On September 23, 1995, President Gordon B. Hinckley, the 15th President of the Church, read the following proclamation in a general Relief Society meeting. This inspired proclamation, titled “The Family: A Proclamation to the World,” has become the Church’s definitive statement on the family:

“We, the First Presidency and the Council of the Twelve Apostles of The Church of Jesus Christ of Latter-day Saints, solemnly proclaim that marriage between a man and a woman is ordained of God and that the family is central to the Creator’s plan for the eternal destiny of His children.

”All human beings—male and female—are created in the image of God. Each is a beloved spirit son or daughter of heavenly parents, and, as such, each has a divine nature and destiny. Gender is an essential characteristic of individual premortal, mortal, and eternal identity and purpose.

“In the premortal realm, spirit sons and daughters knew and worshiped God as their Eternal Father and accepted His plan by which His children could obtain a physical body and gain earthly experience to progress toward perfection and ultimately realize his or her divine destiny as an heir of eternal life. The divine plan of happiness enables family relationships to be perpetuated beyond the grave. Sacred ordinances and covenants available in holy temples make it possible for individuals to return to the presence of God and for families to be united eternally.

”The first commandment that God gave to Adam and Eve pertained to their potential for parenthood as husband and wife. We declare that God’s commandment for His children to multiply and replenish the earth remains in force. We further declare that God has commanded that the sacred powers of procreation are to be employed only between man and woman, lawfully wedded as husband and wife.

“We declare the means by which mortal life is created to be divinely appointed. We affirm the sanctity of life and of its importance in God’s eternal plan.

”Husband and wife have a solemn responsibility to love and care for each other and for their children. ‘Children are an heritage of the Lord’ (Psalms 127:3). Parents have a sacred duty to rear their children in love and righteousness, to provide for their physical and spiritual needs, to teach them to love and serve one another, to observe the commandments of God and to be law-abiding citizens wherever they live. Husbands and wives—mothers and fathers—will be held accountable before God for the discharge of these obligations.

“The family is ordained of God. Marriage between man and woman is essential to His eternal plan. Children are entitled to birth within the bonds of matrimony, and to be reared by a father and a mother who honor marital vows with complete fidelity. Happiness in family life is most likely to be achieved when founded upon the teachings of the Lord Jesus Christ. Successful marriages and families are established and maintained on principles of faith, prayer, repentance, forgiveness, respect, love, compassion, work, and wholesome recreational activities. By divine design, fathers are to preside over their families in love and righteousness and are responsible to provide the necessities of life and protection for their families. Mothers are primarily responsible for the nurture of their children. In these sacred responsibilities, fathers and mothers are obligated to help one another as equal partners. Disability, death, or other circumstances may necessitate individual adaptation. Extended families should lend support when needed.

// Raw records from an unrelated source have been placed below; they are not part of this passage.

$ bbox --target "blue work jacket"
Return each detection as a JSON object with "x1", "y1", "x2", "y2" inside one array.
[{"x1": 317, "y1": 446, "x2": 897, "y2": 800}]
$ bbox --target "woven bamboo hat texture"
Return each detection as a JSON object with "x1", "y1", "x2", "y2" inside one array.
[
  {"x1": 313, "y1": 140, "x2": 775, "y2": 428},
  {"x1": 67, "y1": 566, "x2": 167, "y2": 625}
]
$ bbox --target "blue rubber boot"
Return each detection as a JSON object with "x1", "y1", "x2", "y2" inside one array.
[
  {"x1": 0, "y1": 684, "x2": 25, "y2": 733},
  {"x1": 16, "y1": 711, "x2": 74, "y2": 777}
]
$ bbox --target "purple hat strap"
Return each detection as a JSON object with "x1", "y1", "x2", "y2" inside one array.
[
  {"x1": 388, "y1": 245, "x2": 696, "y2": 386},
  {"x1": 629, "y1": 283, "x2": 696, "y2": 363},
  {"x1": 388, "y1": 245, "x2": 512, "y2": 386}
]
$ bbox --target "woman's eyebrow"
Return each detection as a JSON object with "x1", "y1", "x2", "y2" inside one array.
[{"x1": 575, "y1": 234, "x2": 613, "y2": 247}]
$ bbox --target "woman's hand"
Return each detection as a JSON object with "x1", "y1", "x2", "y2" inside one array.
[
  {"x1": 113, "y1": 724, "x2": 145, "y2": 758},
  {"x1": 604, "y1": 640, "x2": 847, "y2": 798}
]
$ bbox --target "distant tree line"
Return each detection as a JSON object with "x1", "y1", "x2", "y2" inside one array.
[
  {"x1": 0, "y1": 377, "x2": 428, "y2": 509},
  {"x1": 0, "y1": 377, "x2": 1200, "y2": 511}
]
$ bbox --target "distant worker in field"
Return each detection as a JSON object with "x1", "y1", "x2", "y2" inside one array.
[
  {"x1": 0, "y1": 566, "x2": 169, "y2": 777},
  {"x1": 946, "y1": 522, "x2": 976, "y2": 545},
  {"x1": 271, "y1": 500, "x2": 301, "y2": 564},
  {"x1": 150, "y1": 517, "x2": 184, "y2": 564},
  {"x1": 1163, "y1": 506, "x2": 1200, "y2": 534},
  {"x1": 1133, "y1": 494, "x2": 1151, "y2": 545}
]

”We warn that individuals who violate covenants of chastity, who abuse spouse or offspring, or who fail to fulfill family responsibilities will one day stand accountable before God. Further, we warn that the disintegration of the family will bring upon individuals, communities, and nations the calamities foretold by ancient and modern prophets.

“We call upon responsible citizens and officers of government everywhere to promote those measures designed to maintain and strengthen the family as the fundamental unit of society” (Ensign, Nov. 1995, 102).